The author gives a brief history of the term Mistress, Mrs. and Miss, citing Samuel Johnson, known writer and author of an early English language dictionary, who provides the following 18th Century definition of the term Mistress:

Neither “mistress” nor “Mrs” bore any marital connotation whatsoever for Dr Johnson. When in 1784 he wrote about having dinner with his friends “Mrs Carter, Miss Hannah More and Miss Fanny Burney”, all three women were unmarried. Elizabeth Carter, a distinguished scholar and lifelong friend of Johnson’s, was his own age and was invariably known as Mrs Carter; Hannah More and Fanny Burney were much younger and used the new style Miss.

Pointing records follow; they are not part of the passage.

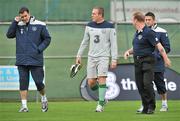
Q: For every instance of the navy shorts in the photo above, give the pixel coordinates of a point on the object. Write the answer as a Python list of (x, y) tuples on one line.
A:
[(37, 73), (159, 82)]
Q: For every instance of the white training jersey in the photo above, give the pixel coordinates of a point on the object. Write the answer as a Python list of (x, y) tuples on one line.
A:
[(101, 39)]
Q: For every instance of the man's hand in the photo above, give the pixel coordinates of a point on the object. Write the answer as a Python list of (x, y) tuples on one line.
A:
[(78, 60), (113, 64), (17, 18), (167, 62), (126, 54)]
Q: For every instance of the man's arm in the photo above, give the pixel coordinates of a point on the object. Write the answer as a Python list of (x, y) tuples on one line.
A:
[(84, 44), (165, 42), (163, 54), (114, 48), (46, 39), (128, 52)]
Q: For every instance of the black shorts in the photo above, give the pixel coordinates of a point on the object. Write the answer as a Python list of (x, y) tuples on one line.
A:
[(159, 82), (37, 73)]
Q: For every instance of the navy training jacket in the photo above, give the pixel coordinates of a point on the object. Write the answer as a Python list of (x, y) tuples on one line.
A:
[(31, 40)]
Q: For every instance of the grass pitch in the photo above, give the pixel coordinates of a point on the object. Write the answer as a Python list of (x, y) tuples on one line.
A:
[(84, 111)]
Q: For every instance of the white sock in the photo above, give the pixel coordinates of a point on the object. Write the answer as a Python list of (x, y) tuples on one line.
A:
[(24, 103), (43, 98), (164, 102)]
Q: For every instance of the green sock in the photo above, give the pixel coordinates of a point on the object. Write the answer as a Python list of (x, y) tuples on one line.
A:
[(102, 92), (95, 87)]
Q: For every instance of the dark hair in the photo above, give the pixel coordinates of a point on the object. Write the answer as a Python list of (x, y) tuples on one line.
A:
[(139, 16), (23, 9), (100, 10), (150, 14)]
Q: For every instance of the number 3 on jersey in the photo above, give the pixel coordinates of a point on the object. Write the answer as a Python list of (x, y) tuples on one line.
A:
[(96, 40)]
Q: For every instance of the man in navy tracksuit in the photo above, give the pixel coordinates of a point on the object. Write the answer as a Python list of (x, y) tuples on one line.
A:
[(144, 44), (159, 68), (32, 38)]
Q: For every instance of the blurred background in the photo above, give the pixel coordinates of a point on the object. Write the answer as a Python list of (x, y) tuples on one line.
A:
[(66, 21)]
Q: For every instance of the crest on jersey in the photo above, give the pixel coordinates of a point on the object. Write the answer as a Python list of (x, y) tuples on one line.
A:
[(139, 36), (103, 31)]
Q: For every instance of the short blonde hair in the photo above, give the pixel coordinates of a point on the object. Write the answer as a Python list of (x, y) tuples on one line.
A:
[(139, 16)]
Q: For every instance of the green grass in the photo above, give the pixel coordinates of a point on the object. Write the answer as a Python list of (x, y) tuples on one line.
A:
[(84, 111)]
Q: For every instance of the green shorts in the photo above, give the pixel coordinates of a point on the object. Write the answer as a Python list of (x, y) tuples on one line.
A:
[(97, 66)]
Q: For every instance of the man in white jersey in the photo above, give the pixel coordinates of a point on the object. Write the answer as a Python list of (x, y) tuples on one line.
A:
[(100, 36)]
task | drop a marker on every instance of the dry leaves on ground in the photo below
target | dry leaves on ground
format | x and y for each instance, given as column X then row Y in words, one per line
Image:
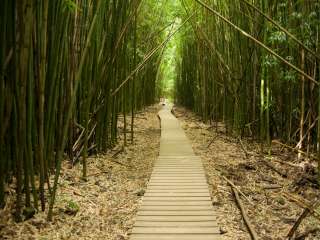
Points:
column 103, row 207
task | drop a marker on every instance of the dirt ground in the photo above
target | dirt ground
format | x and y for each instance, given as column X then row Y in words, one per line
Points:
column 104, row 206
column 272, row 202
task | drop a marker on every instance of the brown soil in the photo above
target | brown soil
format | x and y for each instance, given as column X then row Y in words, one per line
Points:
column 272, row 202
column 107, row 202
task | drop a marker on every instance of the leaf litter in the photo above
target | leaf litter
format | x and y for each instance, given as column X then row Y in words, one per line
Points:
column 271, row 199
column 104, row 206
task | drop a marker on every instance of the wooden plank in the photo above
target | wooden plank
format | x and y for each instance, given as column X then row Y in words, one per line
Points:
column 192, row 190
column 175, row 208
column 176, row 224
column 177, row 194
column 173, row 230
column 175, row 218
column 177, row 213
column 175, row 237
column 176, row 203
column 182, row 199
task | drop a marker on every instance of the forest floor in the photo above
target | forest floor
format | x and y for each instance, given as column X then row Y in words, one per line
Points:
column 273, row 203
column 105, row 205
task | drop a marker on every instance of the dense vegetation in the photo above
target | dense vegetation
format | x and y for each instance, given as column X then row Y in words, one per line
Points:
column 255, row 66
column 69, row 69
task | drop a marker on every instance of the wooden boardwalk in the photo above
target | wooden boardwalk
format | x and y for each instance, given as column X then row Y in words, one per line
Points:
column 177, row 203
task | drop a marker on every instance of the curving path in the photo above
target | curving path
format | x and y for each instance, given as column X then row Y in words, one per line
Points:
column 177, row 203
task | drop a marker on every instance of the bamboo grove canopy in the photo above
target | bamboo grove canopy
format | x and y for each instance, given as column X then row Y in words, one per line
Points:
column 71, row 68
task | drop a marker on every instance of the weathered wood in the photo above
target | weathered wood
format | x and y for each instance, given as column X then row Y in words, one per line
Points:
column 177, row 203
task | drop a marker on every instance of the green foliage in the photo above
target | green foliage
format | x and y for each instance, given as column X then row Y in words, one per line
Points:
column 71, row 208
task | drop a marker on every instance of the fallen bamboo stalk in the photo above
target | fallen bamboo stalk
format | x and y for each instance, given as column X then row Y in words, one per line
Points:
column 245, row 217
column 302, row 236
column 234, row 186
column 302, row 204
column 294, row 149
column 284, row 175
column 304, row 214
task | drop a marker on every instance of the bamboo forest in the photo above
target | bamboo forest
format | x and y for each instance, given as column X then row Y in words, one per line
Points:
column 160, row 119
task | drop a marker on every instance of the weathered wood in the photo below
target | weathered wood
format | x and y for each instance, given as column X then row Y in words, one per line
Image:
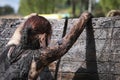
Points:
column 73, row 64
column 20, row 69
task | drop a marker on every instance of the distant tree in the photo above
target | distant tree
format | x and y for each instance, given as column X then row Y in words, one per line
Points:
column 6, row 10
column 38, row 6
column 108, row 5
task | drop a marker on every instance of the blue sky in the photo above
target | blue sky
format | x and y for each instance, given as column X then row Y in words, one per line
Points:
column 12, row 3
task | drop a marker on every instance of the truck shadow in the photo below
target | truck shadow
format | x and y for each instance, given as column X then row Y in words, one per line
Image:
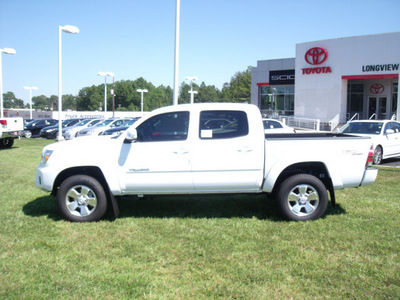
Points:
column 259, row 207
column 43, row 206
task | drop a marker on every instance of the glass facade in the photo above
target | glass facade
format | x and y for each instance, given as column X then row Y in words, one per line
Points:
column 277, row 100
column 355, row 100
column 395, row 91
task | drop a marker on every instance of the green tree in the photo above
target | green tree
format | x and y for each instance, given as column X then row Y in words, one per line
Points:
column 69, row 102
column 10, row 101
column 41, row 102
column 239, row 88
column 207, row 93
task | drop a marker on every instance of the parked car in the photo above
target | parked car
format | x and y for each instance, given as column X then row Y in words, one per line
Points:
column 26, row 121
column 385, row 135
column 275, row 126
column 51, row 132
column 33, row 128
column 118, row 130
column 72, row 131
column 101, row 127
column 170, row 151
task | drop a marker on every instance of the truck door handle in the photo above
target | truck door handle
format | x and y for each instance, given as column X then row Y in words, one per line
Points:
column 245, row 150
column 181, row 151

Citing Erickson, Buxton writes that the title Mrs. and Miss contain the word Mistress and Mrs. was the female equivalent of Master, merely a term of address that delineated class or profession and not marital status. A woman of status or business profession was a Mrs. whereas a scullery maid was addressed by her first name or some man’s wife. How the term Mrs. became a distinction from Miss and the advent of Ms. are not covered in depth, but I suppose the more curious of us will have to peruse Dr. Erickson’s “Misresses and Marriage” in the autumn edition of the History Workshop Journal to find out.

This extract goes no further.